Les églises sont vides, les cimetières débordent. L'Écomusée de l'Au-delà propose une solution à l'un et l'autre de ces problèmes en plaçant les urnes funéraires dans les églises. Une idée simple, efficace, peu coûteuse, qui suscite des réactions enthousiastes tant du côté des autorités religieuses que du côté des autorités politiques.

Le ministère de la Culture vient tout juste de commander une étude de faisabilité à l'écomusée, un organisme sans but lucratif de Montréal qui veut «préserver et faire connaître le patrimoine paysager, culturel et historique des cimetières du Québec». L'équipe de spécialistes, comprenant un architecte et un urbaniste, va notamment se pencher sur le cas concret de quatre églises de Montréal visées par les premières installations funéraires.

L'étude doit aussi analyser les impacts économiques et le problème de la gestion de ces nouvelles nécropoles urbaines. Un sondage sera commandé sur le sujet, histoire de jauger l'intérêt de la population. On sait déjà que plus de la moitié des Québécois préfèrent maintenant l'incinération à l'enterrement.

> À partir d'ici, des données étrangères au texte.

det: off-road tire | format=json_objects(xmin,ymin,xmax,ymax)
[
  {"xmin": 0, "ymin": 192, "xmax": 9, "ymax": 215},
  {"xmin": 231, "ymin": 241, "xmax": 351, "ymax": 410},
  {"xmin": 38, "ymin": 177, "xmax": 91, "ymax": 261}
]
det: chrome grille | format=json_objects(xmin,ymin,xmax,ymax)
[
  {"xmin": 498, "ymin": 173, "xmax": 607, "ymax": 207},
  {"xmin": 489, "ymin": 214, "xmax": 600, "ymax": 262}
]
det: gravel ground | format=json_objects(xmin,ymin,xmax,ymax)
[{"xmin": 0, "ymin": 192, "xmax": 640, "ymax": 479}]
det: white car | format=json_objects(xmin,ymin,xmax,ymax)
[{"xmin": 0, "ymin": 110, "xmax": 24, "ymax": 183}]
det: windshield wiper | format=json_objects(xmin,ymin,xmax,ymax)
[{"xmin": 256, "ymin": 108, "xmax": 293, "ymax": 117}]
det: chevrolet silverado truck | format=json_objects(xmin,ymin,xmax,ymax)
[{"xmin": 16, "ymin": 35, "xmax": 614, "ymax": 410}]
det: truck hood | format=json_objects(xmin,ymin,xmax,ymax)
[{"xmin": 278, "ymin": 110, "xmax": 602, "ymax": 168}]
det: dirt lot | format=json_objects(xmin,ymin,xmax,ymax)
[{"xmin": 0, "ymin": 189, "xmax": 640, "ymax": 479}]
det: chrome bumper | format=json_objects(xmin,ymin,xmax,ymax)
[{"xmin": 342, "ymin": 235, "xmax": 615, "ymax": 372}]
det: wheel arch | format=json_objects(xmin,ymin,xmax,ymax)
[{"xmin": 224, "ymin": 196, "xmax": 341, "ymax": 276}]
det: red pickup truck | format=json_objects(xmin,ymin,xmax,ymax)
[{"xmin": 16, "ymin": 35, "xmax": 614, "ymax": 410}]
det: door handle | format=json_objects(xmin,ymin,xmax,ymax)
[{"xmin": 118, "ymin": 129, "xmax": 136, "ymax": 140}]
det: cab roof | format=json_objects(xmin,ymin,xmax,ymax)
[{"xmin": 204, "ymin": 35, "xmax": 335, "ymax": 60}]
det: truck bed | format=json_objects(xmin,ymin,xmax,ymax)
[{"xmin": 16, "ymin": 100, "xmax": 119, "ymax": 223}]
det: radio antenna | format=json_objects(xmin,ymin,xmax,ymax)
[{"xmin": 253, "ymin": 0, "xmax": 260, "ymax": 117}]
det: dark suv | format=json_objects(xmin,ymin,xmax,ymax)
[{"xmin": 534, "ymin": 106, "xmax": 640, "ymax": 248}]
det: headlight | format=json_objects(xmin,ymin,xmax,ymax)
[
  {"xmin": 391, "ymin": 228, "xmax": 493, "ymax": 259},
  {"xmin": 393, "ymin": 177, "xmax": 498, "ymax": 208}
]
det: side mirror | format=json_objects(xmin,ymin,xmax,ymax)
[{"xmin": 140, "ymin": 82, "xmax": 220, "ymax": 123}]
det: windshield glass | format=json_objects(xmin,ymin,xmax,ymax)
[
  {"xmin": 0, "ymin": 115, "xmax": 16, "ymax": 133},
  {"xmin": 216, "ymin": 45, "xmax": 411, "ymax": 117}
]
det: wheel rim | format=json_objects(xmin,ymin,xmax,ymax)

Le diocèse de Montréal appuie la réalisation de l'enquête. Le comité Construction et art sacré de l'archevêché à lui-même proposé les églises à transformer, «présentant des cas de figure différents», selon les documents obtenus par Le Devoir. Il s'agit notamment de deux lieux sacrés du Plateau Mont-Royal: Saint-Jean-Baptiste, «pour le défi que pose sa très grande valeur patrimoniale et son utilisation comme salle de concert», et Saint-Pierre-Clavert, «de bonne valeur architecturale et à l'intense implication communautaire». L'archevêché a déjà annoncé son intention de vendre ou de céder quelques dizaines d'églises du diocèse.

«La solution permet de faire d'une pierre deux coups en sauvant deux patrimoines, celui des cimetières et celui des églises», explique Jean Décarie, consultant en urbanisme, membre du comité chargé de l'étude avec Alain Tremblay, président-fondateur de l'écomusée, Gilles Lavigueur, architecte spécialisé en restauration d'églises, et Yvon Rodrigue, administrateur de complexes funéraires. «L'utilisation des églises permet d'éviter la construction de nécro-dépôts, de mausolées, de condos à cadavres, et en même temps de transférer la fonction de ces grands bâtiments qui défigurent le paysage dans de beaux édifices déjà existants mais menacés de disparaître.»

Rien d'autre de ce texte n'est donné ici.